Общий разговор — о Корфу и корфиогах — вел старик Вучич, а поддерживали Зонда и Дебрянский. Гичовскому все, что они говорили, было известно и скучно. Он подошел к Лале.
— Куда вы загляделись, Лалица? — спросил он, любуясь на ее хмурый профиль, позолоченный отблеском от свечей на столе. Лала медленно указала пальцем на светлое пятно над горизонтом, где золотой столб лунного отражения разливался в целое серебряное море…
— Смотрите, — сказала она, — знаете, что это?
— Знаю: луна играет… и очень красиво. Лала вздохнула.
— А вы знаете, куда ведет эта дорога?
— Очень знаю: прямехонько к албанскому берегу.
— Нет, мой друг, это — дорога к мертвым, в рай.
— Вот как? — глазом не моргнув, искусственно удивился Гичовский. — До сих пор я считал дорогою мертвых Млечный путь.

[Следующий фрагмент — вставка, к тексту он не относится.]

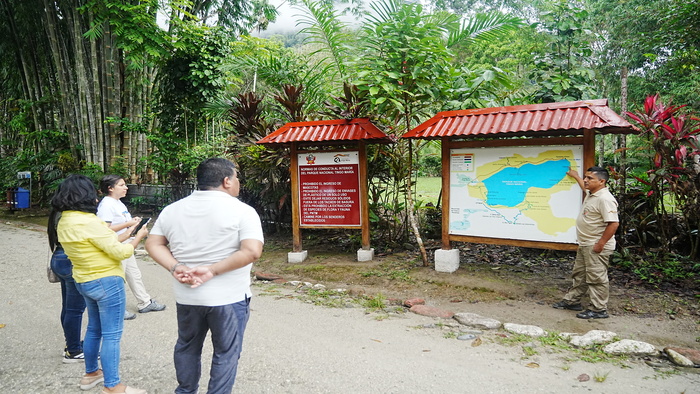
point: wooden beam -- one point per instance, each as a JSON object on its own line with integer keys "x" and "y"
{"x": 296, "y": 209}
{"x": 446, "y": 193}
{"x": 364, "y": 198}
{"x": 514, "y": 242}
{"x": 588, "y": 149}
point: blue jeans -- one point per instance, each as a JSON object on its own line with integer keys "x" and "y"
{"x": 105, "y": 299}
{"x": 227, "y": 324}
{"x": 73, "y": 303}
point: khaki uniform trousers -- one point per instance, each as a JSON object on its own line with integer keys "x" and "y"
{"x": 590, "y": 275}
{"x": 133, "y": 278}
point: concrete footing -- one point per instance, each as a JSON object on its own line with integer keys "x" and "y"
{"x": 365, "y": 254}
{"x": 446, "y": 260}
{"x": 297, "y": 257}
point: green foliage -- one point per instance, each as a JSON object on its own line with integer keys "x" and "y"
{"x": 374, "y": 303}
{"x": 563, "y": 73}
{"x": 674, "y": 169}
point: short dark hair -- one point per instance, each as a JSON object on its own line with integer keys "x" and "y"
{"x": 600, "y": 172}
{"x": 211, "y": 172}
{"x": 108, "y": 181}
{"x": 75, "y": 193}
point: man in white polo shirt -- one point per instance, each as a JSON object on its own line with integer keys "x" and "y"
{"x": 208, "y": 241}
{"x": 595, "y": 231}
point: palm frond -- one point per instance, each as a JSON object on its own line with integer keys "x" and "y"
{"x": 324, "y": 28}
{"x": 489, "y": 26}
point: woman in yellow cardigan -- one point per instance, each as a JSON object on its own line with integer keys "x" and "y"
{"x": 96, "y": 255}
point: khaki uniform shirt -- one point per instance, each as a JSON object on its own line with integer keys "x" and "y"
{"x": 599, "y": 209}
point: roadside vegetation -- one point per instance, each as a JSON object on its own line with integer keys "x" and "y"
{"x": 100, "y": 87}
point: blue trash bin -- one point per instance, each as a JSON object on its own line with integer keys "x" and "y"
{"x": 22, "y": 198}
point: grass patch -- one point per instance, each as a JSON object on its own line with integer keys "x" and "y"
{"x": 600, "y": 377}
{"x": 374, "y": 303}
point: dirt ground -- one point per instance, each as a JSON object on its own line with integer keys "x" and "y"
{"x": 516, "y": 285}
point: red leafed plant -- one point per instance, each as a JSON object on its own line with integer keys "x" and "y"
{"x": 674, "y": 165}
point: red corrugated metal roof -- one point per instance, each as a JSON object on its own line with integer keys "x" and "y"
{"x": 327, "y": 131}
{"x": 564, "y": 118}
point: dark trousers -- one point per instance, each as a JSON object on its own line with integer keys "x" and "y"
{"x": 227, "y": 324}
{"x": 72, "y": 302}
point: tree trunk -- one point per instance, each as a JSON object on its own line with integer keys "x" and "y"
{"x": 411, "y": 208}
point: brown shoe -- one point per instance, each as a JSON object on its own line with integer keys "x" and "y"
{"x": 566, "y": 305}
{"x": 90, "y": 381}
{"x": 129, "y": 390}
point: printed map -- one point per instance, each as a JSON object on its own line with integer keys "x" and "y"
{"x": 515, "y": 192}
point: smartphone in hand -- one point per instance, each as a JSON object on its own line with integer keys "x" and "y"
{"x": 144, "y": 221}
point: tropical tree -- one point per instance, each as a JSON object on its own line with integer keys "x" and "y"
{"x": 674, "y": 169}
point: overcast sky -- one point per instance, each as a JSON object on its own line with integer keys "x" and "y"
{"x": 287, "y": 18}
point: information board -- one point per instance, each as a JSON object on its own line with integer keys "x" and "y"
{"x": 329, "y": 189}
{"x": 520, "y": 193}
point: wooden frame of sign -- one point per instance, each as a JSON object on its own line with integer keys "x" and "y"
{"x": 296, "y": 196}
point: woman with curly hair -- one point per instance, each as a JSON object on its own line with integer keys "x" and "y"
{"x": 96, "y": 254}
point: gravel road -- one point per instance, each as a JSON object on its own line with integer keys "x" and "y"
{"x": 290, "y": 346}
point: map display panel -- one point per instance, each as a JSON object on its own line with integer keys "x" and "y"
{"x": 518, "y": 193}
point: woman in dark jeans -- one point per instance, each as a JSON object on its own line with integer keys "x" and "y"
{"x": 73, "y": 303}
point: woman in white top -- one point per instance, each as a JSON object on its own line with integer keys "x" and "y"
{"x": 114, "y": 212}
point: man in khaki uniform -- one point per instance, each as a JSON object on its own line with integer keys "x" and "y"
{"x": 595, "y": 231}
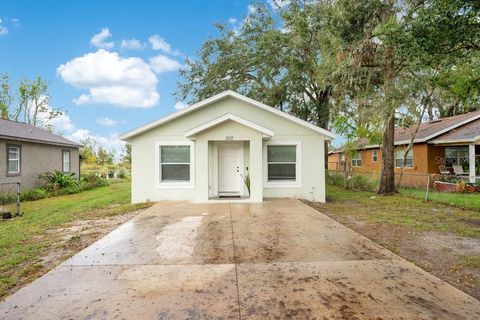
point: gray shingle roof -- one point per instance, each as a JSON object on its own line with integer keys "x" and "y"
{"x": 434, "y": 128}
{"x": 14, "y": 130}
{"x": 467, "y": 133}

— Когда я была маленькая, — не слушая, возразила Лала, — то, бывало, стану у берега и смотрю, пока у меня все мысли не уйдут в одну цель — вот сейчас увижу отца… мать… тетку Диву… И тогда они показывались — кто-нибудь из них, по одному — вон там, где серебро, и шли ко мне по заливу… шли, шли близко… вот на столько не дойдут — растают в воздухе, исчезнут… А я потом целый час — как сумасшедшая…
— А теперь вы умеете приводить себя в такое состояние? — серьезно спросил Гичовский.
— Труднее. Реже. Прежде легче было. Стоило пожелать — и оно начинается. Только большого напряжения требует. Столько, что боюсь иногда — сердце разорвется. Страшно устаю тогда. Но с усилием — могу.
— Например — даже и сейчас бы?
Лала покачала головой.
— Нет. Сейчас я не в состоянии отвлечься, — отрывисто сказала она. — Я слишком зла. Сердитое сердце мешает мне сосредоточиться.
Лала бросила на Гичовского косой взгляд, и на низком лбу ее под крутящимися, жесткими волосами обозначилась резкая морщинка, а верхняя губа нервно задрожала под черными усиками.